Бронкс молчаливо наблюдал. В окнах многоквартирных домов возникали лица — любопытные, задумчивые, недоумевающие. Дети замирали, прижавшись к матерям. Некоторым было невдомёк: кого хоронят с такими почестями. Но значительная часть мигрантов из России, вырвавшихся из кровавого вихря Гражданской войны, знали, что в гробу лежит человек, принадлежащий к когорте тех, кто незримо оберегает их сон и спокойствие в Бронксе. Это боро Нью-Йорка уже достаточно хорошо понимало — кто является истинным хозяином района. В офис «Соколов и Ко» периодически приходили за помощью. Скоро заработает местный «совет общины», что разгрузит моих людей. Я буду финансировать его и опосредованно помогать соотечественникам в мелких бытовых делах.

Катафалк свернул и, утопая колёсами в рыхлом, грязном снегу, остановился перед заснеженной дорожкой ко входу на кладбище.

Возница спрыгнул с козел, щёлкнул замками бортов, и шестеро мужчин из «свиты», включая капитана Синицына, подошли к повозке. Их движения были чётко выверены. Трое с одной стороны, трое с другой. Одновременный глубокий вдох. Тихий, отрывистый счёт Синицына. И тяжёлый гроб лёг на плечи.

Они понесли его по дороге к свежевырытой могиле, чёрная яма которой зияла на белом поле, как незажившая рана. Шаг их был медленным и торжественным. Снег хрустел под сапогами. Капитан Синицын, державший правый передний угол, угрюмо смотрел прямо перед собой.

Гроб установили на деревянные подпорки над могилой. Наступила тишина, нарушаемая лишь завыванием ветра в голых ветвях дубов да чьим-то сдавленным всхлипом немногочисленных женщин из процессий.

Прощальные речи. Синицын говорил о долге, о верности, о братстве, которое сильнее смерти. Его слова были сухи, лаконичны и полны простотой. Которая сейчас и была нужна. Капитан отдавал последние почести солдату. Затянулся распев батюшки. В моей голове всё это казалось какими-то далёкими…

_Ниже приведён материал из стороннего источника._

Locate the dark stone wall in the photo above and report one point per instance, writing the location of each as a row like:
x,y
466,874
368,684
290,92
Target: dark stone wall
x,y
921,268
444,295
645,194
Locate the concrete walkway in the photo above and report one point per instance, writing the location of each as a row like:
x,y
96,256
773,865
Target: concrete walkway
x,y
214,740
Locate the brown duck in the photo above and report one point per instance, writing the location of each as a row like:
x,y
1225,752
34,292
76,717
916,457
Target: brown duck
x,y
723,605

Наконец, верёвки скрипнули, и гроб начал свой медленный спуск в темноту. Казалось, это длилось вечность. Я бросил в могилу горсть мёрзлой земли. Она ударилась о крышку с глухим стуком, который отозвался эхом в сердце. Мужчины по одному подходили и бросали землю вслед за мной.

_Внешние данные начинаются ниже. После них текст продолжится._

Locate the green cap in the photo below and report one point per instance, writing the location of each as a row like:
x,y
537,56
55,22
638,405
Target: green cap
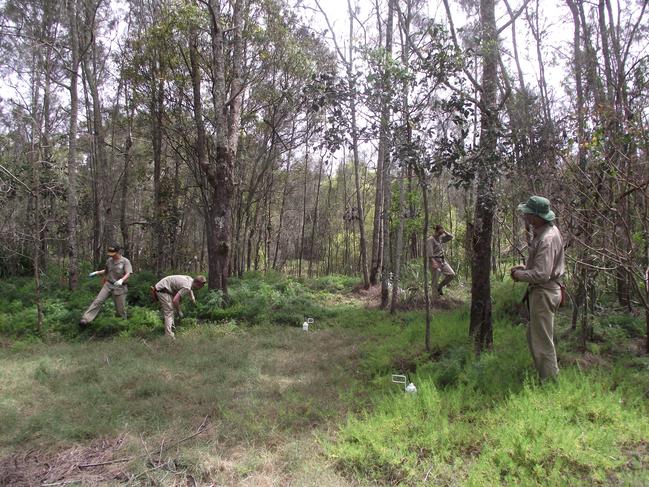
x,y
539,206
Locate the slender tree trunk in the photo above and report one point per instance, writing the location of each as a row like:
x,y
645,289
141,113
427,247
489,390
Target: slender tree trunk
x,y
387,192
72,245
90,66
359,196
283,205
399,249
314,226
304,201
481,325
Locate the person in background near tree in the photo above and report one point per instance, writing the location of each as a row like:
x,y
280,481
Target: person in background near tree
x,y
436,257
117,271
545,266
169,290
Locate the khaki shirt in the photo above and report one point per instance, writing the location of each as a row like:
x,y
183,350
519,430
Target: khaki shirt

А когда бордовый бархат скрылся из виду, и первые лопаты с грохотом начали засыпать яму, капитан Синицын обернулся и отдал тихую команду.

Из процессии вышла дюжина человек. Они построились в шеренгу. И тут же, прямо на кладбище, они сбросили свои серые широкие плащи. Под ними оказалась форма. Те шинели, в которых они когда-то вынуждены были покинуть родную землю и которые бережно сохранили. Потёртые но начищенные до блеска ремни, сапоги. Память о другой жизни. Винтовки сверкнули сталью в лучах зимнего солнца.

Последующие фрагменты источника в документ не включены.